Today is the fourth day of Rosh Hashanah, the Jewish New Year. This year I was given the honor of delivering the D’var Torah during the second day services; it’s a tradition at Temple Beth Jacob for a member of the congregation to be the guest speaker on the second day. A D’var Torah is a talk related to a portion of the Torah (first five books of the Jewish Bible), usually that week’s portion to be read during services, often including life lessons and commentary. A sermon, in other words.
Eric was deeply involved with Temple Beth Jacob, and had written five different D’var Torah commentaries over the years, for different occasions. I read them all, trying to plan what to say.

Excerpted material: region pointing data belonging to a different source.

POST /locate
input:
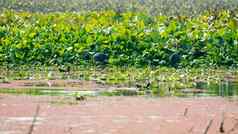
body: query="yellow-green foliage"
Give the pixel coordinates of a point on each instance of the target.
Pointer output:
(128, 38)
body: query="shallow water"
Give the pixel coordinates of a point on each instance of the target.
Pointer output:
(223, 88)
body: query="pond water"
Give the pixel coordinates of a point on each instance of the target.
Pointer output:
(222, 88)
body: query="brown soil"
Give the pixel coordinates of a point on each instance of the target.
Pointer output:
(117, 115)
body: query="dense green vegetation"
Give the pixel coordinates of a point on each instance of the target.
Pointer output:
(136, 39)
(151, 7)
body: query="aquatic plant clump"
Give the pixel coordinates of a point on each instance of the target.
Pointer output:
(152, 7)
(119, 39)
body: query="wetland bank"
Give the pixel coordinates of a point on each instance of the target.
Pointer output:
(118, 67)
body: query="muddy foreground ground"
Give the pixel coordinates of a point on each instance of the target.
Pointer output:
(117, 115)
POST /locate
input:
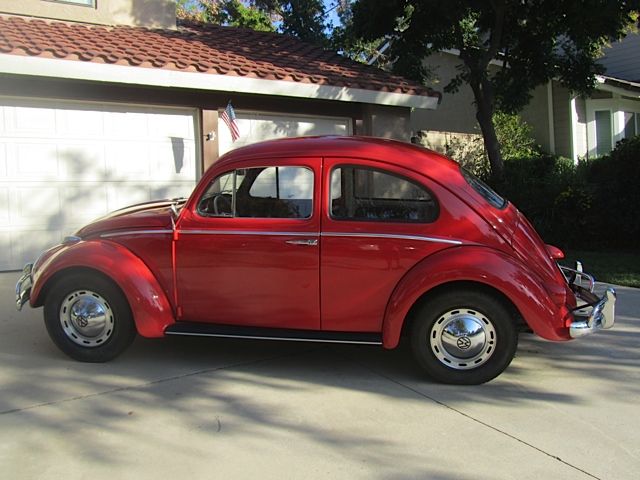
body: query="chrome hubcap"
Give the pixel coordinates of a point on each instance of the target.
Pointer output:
(86, 318)
(463, 339)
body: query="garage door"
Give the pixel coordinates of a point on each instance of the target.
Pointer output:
(62, 165)
(256, 127)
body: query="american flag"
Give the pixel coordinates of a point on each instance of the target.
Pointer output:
(229, 117)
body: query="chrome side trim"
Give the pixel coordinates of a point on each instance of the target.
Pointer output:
(284, 339)
(419, 238)
(305, 242)
(248, 232)
(136, 232)
(23, 287)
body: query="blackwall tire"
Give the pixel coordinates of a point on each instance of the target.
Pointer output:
(464, 337)
(88, 318)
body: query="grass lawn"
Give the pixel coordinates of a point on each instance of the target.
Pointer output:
(620, 268)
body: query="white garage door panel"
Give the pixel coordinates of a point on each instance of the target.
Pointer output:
(61, 166)
(256, 127)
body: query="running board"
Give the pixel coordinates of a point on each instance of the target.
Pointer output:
(257, 333)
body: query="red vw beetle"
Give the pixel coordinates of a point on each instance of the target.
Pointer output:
(327, 239)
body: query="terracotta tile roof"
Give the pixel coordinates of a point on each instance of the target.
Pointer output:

It was wonderful to reconnect with Eric in that way, to remember his commitment to Judaism and to sustaining a strong Jewish community. I didn’t end up with a plan about how to focus my D’var Torah, but I did end up talking about the Yiddish saying, “One plans, God laughs,” and how planning can be laughable, in both a discouraging, and encouraging way. Because our plans often get interrupted by unfortunate events, but we also often end up in fortunate places without any planning on our parts.
My talk went well, and those at services on Tuesday were uniformly positive in responding to my talk (I talked a lot, also, about Eric, and David, and the twists and turns of life and death and moving on — I’d put the talk up here, but it’s too long for a blog post).
But best of all is the herons I’ve seen every day since the beginning of the New Year. Great Blue Herons were Eric’s favorite bird, and I see him when I see a heron. The last two mornings, out for my morning run, a heron has lifted out of the brook I was running past and slowly flapped its long wings to cruise along the course of the water. “Hey, Eric, Shana Tova,” I thought and heard Eric saying back to me, “Good job.”